È appena sbarcato in Puglia, il suo buon ritiro estivo, scoperto grazie alla moglie. E da quella punta del Belpaese che si tuffa nello Jonio, Demetrio Albertini è pronto a raccontare del battesimo di Andrea Pirlo e di molto altro che ha a che fare col suo lavoro di dirigente e con la fuga dalla panchina. «Pensate: ho incrociato Andrea la mattina prima dell'esonero di Sarri. Abbiamo giocato a paddle e alla fine mi ha ripetuto il suo programma, il 15 agosto era pronto per l'incarico all'under 23 e non sembrava affatto preparato al cambio clamoroso di programma e di incarico» il primo contributo. Seguito dal secondo che è ancora più suggestivo: «Sono proprio io, come presidente del settore tecnico di Coverciano, che gli firmerò il patentino da allenatore. Durante la frequentazione del corso abbiamo spesso parlato: ha le idee chiare e può sfruttare un grande vantaggio».
Quale?
«È abituato, nella sua carriera da calciatore, ad assumersi rischi e a mostrare coraggio. Uno come Pirlo che ha affrontato sfide impegnative non può avere paura».
Basterà il coraggio?
«Vedrete: entrerà in punta di piedi nello spogliatoio della Juve, con umiltà, ma circondato dall'autorevolezza del suo passato. Poi toccherà ai calciatori fare il resto. Potrà contare inoltre su un altro aiuto fondamentale: quello della società. La Juve non ha fatto una scelta di comodo, è stato un bell'azzardo!».
Adesso però sveli un segreto: perché non ha mai pensato di fare l'allenatore Demetrio Albertini, centrocampista di talento, come Pirlo, Guardiola, Conte, Ancelotti, Gattuso?
«E invece all'inizio ho avuto la tentazione. Nel gennaio del 2005 ho anche frequentato il corso: avrei le carte in regola per andare in panchina. Ma non ho mai pensato di fare quel mestiere».
Come spiega il successo di tanti centrocampisti nel ruolo di allenatore?
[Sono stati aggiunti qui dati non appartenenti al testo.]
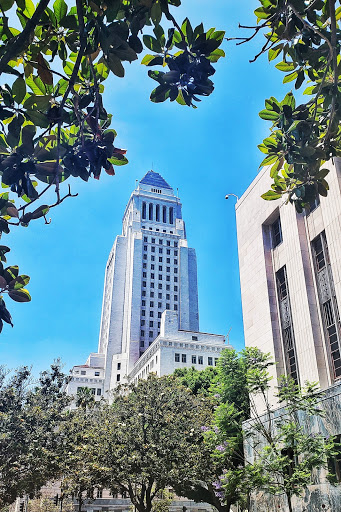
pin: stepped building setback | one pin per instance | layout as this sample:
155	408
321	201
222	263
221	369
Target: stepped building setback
150	317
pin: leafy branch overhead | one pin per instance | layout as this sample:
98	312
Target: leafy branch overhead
53	121
304	35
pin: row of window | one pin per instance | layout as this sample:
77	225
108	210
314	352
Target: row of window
151	313
200	359
144	283
328	307
160	293
94	391
157	229
153	241
159	304
158	213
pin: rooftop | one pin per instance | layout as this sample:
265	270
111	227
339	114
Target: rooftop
155	179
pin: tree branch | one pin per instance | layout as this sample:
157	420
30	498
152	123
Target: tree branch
16	47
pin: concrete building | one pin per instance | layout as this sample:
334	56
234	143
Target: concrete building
150	318
290	275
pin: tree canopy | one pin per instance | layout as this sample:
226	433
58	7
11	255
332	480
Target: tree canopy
57	59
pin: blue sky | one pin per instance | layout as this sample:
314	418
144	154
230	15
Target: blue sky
206	153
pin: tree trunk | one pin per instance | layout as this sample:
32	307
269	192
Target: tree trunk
289	502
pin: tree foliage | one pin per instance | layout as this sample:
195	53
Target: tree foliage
150	438
304	36
57	58
30	442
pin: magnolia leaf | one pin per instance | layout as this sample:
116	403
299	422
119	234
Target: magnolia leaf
20	295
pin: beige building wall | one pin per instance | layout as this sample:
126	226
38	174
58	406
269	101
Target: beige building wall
259	261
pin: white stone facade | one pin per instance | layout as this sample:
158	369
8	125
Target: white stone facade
290	274
150	295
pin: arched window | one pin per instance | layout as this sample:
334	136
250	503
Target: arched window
171	216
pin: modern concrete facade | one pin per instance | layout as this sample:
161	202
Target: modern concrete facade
150	297
290	275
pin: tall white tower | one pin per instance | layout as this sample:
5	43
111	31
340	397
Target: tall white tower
150	269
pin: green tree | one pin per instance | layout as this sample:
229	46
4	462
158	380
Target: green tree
304	36
286	451
149	438
31	415
81	471
54	124
220	456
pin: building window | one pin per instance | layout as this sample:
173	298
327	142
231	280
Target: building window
171	215
328	303
288	337
276	232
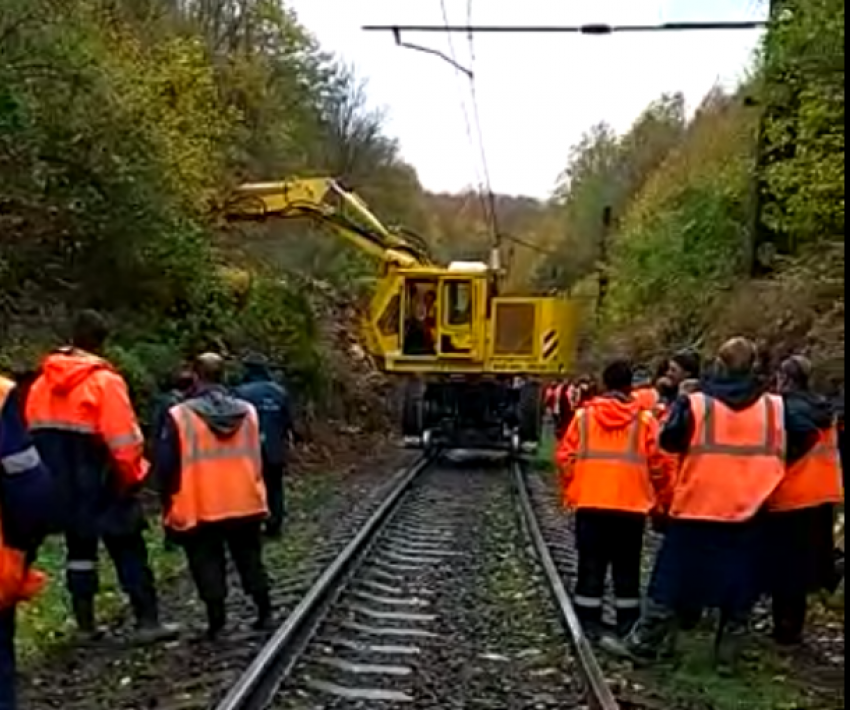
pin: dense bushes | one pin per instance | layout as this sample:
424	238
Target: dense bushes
121	123
682	246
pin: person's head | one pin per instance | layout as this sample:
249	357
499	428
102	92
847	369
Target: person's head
210	369
684	365
666	388
642	378
183	379
737	357
618	376
795	374
90	332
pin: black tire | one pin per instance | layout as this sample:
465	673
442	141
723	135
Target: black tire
530	413
413	409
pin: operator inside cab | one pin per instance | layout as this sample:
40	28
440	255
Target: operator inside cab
420	337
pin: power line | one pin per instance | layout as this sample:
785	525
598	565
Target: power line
587	29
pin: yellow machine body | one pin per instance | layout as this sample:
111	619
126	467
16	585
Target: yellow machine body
472	356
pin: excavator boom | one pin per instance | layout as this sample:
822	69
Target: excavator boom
327	203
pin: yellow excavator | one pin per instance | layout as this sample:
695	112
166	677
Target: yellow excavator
473	358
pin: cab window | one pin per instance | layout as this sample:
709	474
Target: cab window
458	298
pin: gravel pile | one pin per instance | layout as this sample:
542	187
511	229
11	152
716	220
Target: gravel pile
191	673
448	612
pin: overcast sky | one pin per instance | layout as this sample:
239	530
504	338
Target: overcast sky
537	93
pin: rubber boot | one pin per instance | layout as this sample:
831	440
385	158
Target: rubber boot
216	619
149	629
626	620
264	611
84	615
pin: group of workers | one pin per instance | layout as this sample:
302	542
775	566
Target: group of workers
73	462
741	476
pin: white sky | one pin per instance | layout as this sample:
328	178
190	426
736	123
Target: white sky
537	93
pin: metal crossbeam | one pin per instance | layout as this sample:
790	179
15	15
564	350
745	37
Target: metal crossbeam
590	29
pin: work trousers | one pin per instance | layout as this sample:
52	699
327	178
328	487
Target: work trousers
129	555
7	660
206	549
273	475
609	539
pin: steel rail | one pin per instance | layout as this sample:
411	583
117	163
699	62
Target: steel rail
257	687
600	695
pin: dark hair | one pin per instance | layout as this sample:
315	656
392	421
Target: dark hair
90	331
690	361
618	376
798	370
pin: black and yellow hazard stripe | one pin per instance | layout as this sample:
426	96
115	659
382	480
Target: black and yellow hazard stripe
550	344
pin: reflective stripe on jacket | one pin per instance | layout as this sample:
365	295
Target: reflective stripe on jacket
814	480
220	479
735	460
18	460
612	469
«Perché sono abituati alle due fasi. A soccorrere con generosità i difensori quando si tratta di contrastare i rivali e di suggerire con fantasia assist per gli attaccanti quando c'è proporre gioco offensivo. È uno dei pochi ruoli nel calcio che ti consente una visione completa. Di qui il successo della categoria».
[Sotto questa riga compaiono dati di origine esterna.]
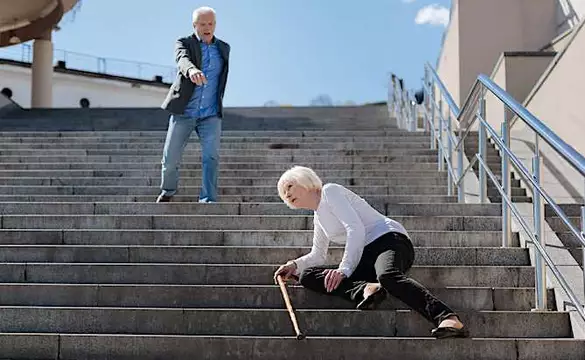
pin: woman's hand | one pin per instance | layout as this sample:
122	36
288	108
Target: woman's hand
286	271
333	278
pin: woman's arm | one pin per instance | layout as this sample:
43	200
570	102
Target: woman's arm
356	232
318	254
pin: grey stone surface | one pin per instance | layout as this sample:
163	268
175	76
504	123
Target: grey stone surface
242	254
86	253
266	322
229	222
240	296
228	237
257	274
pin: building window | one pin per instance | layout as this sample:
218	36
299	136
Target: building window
84	103
7	92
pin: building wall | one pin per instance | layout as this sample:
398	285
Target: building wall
488	28
481	30
448	64
557	102
69	89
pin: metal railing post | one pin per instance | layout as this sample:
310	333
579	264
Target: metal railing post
538	211
432	110
450	154
506	213
482	152
583	247
461	186
440	137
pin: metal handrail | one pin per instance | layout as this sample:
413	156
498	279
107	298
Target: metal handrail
475	105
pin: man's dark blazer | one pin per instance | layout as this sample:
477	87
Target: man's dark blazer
188	56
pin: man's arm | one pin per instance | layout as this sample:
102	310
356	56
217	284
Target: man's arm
318	254
182	59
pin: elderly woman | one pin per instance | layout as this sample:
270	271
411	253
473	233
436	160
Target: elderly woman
377	253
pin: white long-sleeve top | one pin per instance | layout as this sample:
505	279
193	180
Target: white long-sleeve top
345	218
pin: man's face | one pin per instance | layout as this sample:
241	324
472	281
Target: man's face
205	26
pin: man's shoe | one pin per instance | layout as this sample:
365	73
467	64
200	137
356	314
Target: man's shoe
374	294
163	198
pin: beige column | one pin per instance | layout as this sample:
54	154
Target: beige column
42	72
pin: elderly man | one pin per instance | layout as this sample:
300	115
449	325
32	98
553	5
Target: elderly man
195	101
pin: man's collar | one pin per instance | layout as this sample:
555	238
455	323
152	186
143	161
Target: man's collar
213	40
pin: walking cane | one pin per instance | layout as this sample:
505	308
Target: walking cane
291	313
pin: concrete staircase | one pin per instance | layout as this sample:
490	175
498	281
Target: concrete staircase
92	268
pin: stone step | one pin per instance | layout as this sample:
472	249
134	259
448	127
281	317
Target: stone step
223	173
115	208
155	165
231	222
193	190
158	134
276	146
414	161
229	237
464	256
222	191
244	296
239	155
180	347
429	199
194	149
154	179
232	274
402	139
271	322
374	159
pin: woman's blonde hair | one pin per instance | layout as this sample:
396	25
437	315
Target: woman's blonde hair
299	175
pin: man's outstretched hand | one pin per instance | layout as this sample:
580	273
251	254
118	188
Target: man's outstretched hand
197	77
333	278
286	271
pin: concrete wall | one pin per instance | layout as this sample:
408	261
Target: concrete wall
481	30
68	89
448	64
516	73
557	101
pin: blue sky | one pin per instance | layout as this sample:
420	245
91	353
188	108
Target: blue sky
282	50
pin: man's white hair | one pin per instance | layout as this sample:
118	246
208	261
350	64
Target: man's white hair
298	175
202	10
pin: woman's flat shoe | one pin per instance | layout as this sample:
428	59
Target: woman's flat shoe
371	302
449	332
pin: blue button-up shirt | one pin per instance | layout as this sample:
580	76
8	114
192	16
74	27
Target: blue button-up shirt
203	102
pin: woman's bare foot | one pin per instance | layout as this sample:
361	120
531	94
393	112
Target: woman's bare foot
374	294
450	327
452	321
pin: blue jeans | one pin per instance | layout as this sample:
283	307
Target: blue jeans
179	131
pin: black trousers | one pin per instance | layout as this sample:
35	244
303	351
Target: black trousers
385	260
Ha una spiegazione razionale invece sulla sua scelta?
«Ne ho una come battuta: perché non avevo nessuna intenzione di avere a che fare con i calciatori!».
Quella seria invece?
«Perché credo che sia una missione fare l'allenatore: bisogna stare sul pezzo 25 ore al giorno. Ho chiuso la mia carriera da calciatore facendo in tre anni un bel numero di traslochi: prima l'Atletico di Madrid, poi la Lazio a Roma, quindi Bergamo e infine il Barcellona. Sentivo il bisogno di starmene un po' fermo, a casa. E mi è venuta l'idea di fare il dirigente».
Un predestinato anche in questo caso?
«No, solo un caso. Perché a marzo del 2006 ho fatto la mia partita d'addio a San Siro e a maggio dello stesso anno, esplosa calciopoli, sono diventato vice commissario con Guido Rossi, quindi vice-presidente della federcalcio. Quando sono uscito dall'esperienza non mi sono mica fermato: per non stare con le mani in mano sono diventato istruttore di paddle e giudice di linea nell'ippica. L'apprendistato e l'applicazione servono».
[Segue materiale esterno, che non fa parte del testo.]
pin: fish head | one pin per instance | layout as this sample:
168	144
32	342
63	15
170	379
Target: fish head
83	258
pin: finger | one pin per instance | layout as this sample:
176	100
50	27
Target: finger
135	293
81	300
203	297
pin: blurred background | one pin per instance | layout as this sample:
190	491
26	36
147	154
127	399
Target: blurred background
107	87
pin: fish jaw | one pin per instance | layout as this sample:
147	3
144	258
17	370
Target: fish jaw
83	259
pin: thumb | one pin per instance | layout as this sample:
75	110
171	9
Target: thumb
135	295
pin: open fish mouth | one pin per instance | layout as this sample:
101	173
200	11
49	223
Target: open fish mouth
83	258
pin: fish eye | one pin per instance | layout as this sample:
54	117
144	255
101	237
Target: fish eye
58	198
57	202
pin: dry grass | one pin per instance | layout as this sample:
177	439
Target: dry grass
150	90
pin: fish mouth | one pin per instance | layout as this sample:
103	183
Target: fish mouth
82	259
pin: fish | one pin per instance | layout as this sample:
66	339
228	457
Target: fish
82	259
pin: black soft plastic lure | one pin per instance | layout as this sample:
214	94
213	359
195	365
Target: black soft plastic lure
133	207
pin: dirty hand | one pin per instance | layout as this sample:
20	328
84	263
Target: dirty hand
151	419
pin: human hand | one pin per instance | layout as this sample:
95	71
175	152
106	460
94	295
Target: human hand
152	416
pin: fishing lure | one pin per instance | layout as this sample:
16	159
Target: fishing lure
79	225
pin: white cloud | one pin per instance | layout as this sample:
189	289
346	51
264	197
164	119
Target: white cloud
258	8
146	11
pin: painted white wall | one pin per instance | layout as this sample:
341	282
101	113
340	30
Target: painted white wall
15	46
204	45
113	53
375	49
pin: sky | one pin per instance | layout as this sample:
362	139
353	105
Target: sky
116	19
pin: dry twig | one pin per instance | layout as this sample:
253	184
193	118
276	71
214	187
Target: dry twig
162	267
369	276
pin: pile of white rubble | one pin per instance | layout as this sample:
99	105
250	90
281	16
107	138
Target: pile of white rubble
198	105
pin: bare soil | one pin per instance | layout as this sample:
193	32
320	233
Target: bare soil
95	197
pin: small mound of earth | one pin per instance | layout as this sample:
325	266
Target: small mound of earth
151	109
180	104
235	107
Di cosa c'è bisogno per fare la carriera da dirigente?
«Di coraggio. Se sei stato calciatore, conosci i fondamentali del lavoro. Da dirigente riparti da zero e devi avere pazienza infinita e conoscenza puntuale dei problemi. Da 15 anni ormai studio sul campo».
E nel calcio italiano quale considera la difficoltà maggiore?
«Riuscire a fare sistema. Specie in serie A dove confliggono spesso interessi diversi e visioni distanti. Si pensa che i numeri e i risultati siano tutto mentre invece il traguardo dovrebbe essere riuscire a dare valore al movimento.
Che significa puntare sullo stadio nuovo, incrementare il settore giovanile. Il Cagliari insegue il valore con la costruzione dello stadio, l'Atalanta allevando giovani talenti. E invece da noi quello che conta è la spartizione dei proventi dai diritti tv».